L’invito di Gini (portavoce Questura): «Segnalateci sempre macchine e persone sospette»
L’AQUILA. Una città molto più complessa da controllare dopo il terremoto, un territorio che cambia pelle da un punto di vista non soltanto urbanistico, ma anche sociale ed economico, distribuito nelle new town mentre restano molte le zone non abitate e quindi terra di nessuno.

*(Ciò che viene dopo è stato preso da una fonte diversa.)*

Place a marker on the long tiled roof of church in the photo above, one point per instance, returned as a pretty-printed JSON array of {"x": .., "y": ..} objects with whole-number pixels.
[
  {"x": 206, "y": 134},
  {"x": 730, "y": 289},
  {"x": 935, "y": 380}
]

Già il questore Alfonso Terribile in conferenza stampa la settimana scorsa ha sottolineato il calo del 10% di tutti in reati in generale, e in particolare di furti e rapine nel 2015 rispetto al 2014. Ma il ritorno degli sciacalli in centro storico nei giorni scorsi, oltre ai tanti furti denunciati in tutto il territorio comunale, fa di nuovo allarmare i cittadini. Questa volta a essere depredati non sono gli appartamenti inagibili, ma case ristrutturate in cui i proprietari non sono potuti rientrare a causa di lentezze burocratiche legate agli allacci delle utenze. Un caso è stato registrato due giorni fa quando in pieno centro, in via Bominaco e via Collepietro, sono state rubate delle caldaie nuove in palazzi appena ristrutturati. Per presidiare una città così particolare per il capo di Gabinetto della Questura, Alessandro Gini, le priorità sono la prevenzione, il lavoro di squadra con tutte le forze dell’ordine, la presenza di più pattuglie per strada, secondo il concetto: «Meno agenti negli uffici e più tra la gente». È importante, però, anche una “sicurezza partecipata”, in cui il cittadino segnala qualsiasi situazione anomale o sospetta. «In passato abbiamo compiuto degli arresti in flagranza di reato proprio grazie alle segnalazioni dei cittadini», spiega Gini. Il centro storico, poi, «è sempre presidiato ed è un obiettivo principale per le forze dell’ordine, andando a vigilare anche le strade che sono chiuse, disabitate, precluse al traffico veicolare, aumentando le pattuglie la cui presenza visibile sul territorio riteniamo che abbia fatto da deterrente e infatti i furti sono scesi nell’ultimo anno, anche se questo non rallenta la nostra azione». L’impegno è quello di combattere la percezione dell’insicurezza nonostante il calo dei furti: «Ci impegneremo a fare sempre di più, insistendo ancora sulla presenza delle pattuglie». Ma come si fa con la carenza cronica di personale, sofferta da tutte le forze dell’ordine? «Oltre all’arrivo di squadre da Pescara, si coprono le esigenze «togliendo gli agenti dalle stanze e facendo uscire in strada ulteriori volanti. In questo modo allarghiamo il raggio di azione per il controllo sul territorio». Ma la sicurezza è anche uno scambio reciproco tra forze dell’ordine che devono presidiare e cittadini che devono segnalare, in una sorta di circolo virtuoso del controllo sociale sul territorio.
«Si può segnalare», ricorda Gini, «la presenza di macchine sospette o di persone fornendo numeri di targhe anche parziale, il modello di una macchina e così via».(m.g.)